Notably, all is not well with our public institutions because our mode of recruitment is subjective, parochial, ethnoculturally bias and against universally acceptable norms, and this often result to abysmal productivity even in policies making and implementations. The Civil service recruitment is not tranparent enough to attract the best brain; mojority of Nigerian Civil servants are obtuse, deaden and crude who still depend on paper work of preservation of materials and data through manual filing system which is obsolete, rather than automated information system of web application that is safer and reliable. The recent outcry by the Code of Conduct Bureau (CCB) that an information file of a popular politician has disappeared from it archive is pointer to the fact that our public service institutions need to be throughly overhauled to meet up with current demand.

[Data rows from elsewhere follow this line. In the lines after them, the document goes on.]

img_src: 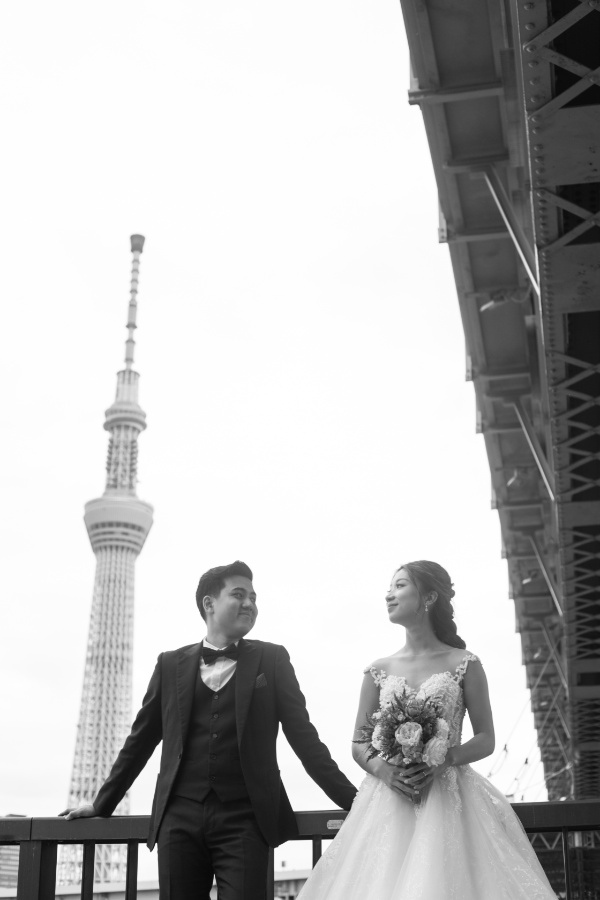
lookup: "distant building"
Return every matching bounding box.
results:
[58,234,152,885]
[0,844,19,892]
[0,872,310,900]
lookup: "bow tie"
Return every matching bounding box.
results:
[200,644,239,666]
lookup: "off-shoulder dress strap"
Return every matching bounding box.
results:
[363,666,386,686]
[454,653,481,683]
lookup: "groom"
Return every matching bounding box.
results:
[64,560,356,900]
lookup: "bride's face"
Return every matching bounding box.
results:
[385,569,423,625]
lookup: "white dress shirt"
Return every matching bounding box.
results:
[200,638,238,691]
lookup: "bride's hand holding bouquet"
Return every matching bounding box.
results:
[357,694,451,803]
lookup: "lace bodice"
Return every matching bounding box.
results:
[366,653,480,747]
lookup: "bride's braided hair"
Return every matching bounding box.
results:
[399,559,467,649]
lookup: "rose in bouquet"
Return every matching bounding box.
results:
[356,694,450,800]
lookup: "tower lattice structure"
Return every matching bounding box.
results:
[59,234,152,884]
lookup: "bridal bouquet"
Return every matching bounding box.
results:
[355,694,449,766]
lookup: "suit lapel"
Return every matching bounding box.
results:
[235,639,262,744]
[177,644,200,743]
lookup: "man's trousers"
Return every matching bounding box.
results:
[158,791,269,900]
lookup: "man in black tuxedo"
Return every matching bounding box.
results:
[61,560,356,900]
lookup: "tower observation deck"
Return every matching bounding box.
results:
[59,234,152,884]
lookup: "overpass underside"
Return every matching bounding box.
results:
[401,0,600,799]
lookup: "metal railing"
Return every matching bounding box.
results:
[0,800,600,900]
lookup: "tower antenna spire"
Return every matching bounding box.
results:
[125,234,146,369]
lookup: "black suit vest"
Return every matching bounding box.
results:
[173,668,248,802]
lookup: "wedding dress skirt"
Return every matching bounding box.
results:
[298,653,556,900]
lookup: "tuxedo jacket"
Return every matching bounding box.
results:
[93,640,356,849]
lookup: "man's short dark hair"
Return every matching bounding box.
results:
[196,559,252,621]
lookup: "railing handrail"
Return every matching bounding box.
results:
[0,800,600,844]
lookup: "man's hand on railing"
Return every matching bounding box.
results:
[59,803,97,819]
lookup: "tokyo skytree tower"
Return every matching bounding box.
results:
[59,234,152,884]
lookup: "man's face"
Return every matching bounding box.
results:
[204,575,258,641]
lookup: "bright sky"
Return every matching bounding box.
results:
[0,0,545,877]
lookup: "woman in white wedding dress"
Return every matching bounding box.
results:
[298,560,556,900]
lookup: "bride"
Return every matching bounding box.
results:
[298,560,556,900]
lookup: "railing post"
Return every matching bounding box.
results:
[125,841,138,900]
[561,828,573,900]
[17,841,57,900]
[313,834,323,869]
[267,847,275,900]
[81,841,96,900]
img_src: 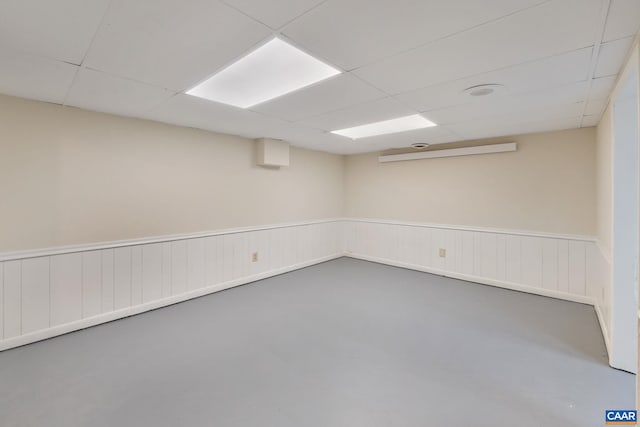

Each day, right before our very eyes, Nigeria best brains are being systematically poached by the western countries (Europe and America) to boost and sustain their virile system in diverse fields of human endevaour. This is no longer slavery but brain darin through tactical mobility of labour. A healthcare recruitment agency in UK is specailised in recruiting Nigerians doctors and nurses by paying their expenses for IELTS academic exam and all travelling expenses of candidate families that meet up with their recruitment criteria. While all these advance countries like U.K, Canada, Australia and U.S are busy projecting and preparing their nations for life after the COVID-19 pandemic by recruiting our competent professionals to develop their country, our leaders are busy arguing and fighting over herdsmen-farmers clashes; defending bandits and soliciting amnesty for them and permutating over who will succeed PMB in 2023.
My consolation in all this saga is that we are not created or destined to be in the wrong part of the world or in a wrong country; but rather we have been unfortunate to have always elected what Chief Duro Onabule called “mascara, jester and clown” leaders with a parochial view about the concept of statehood.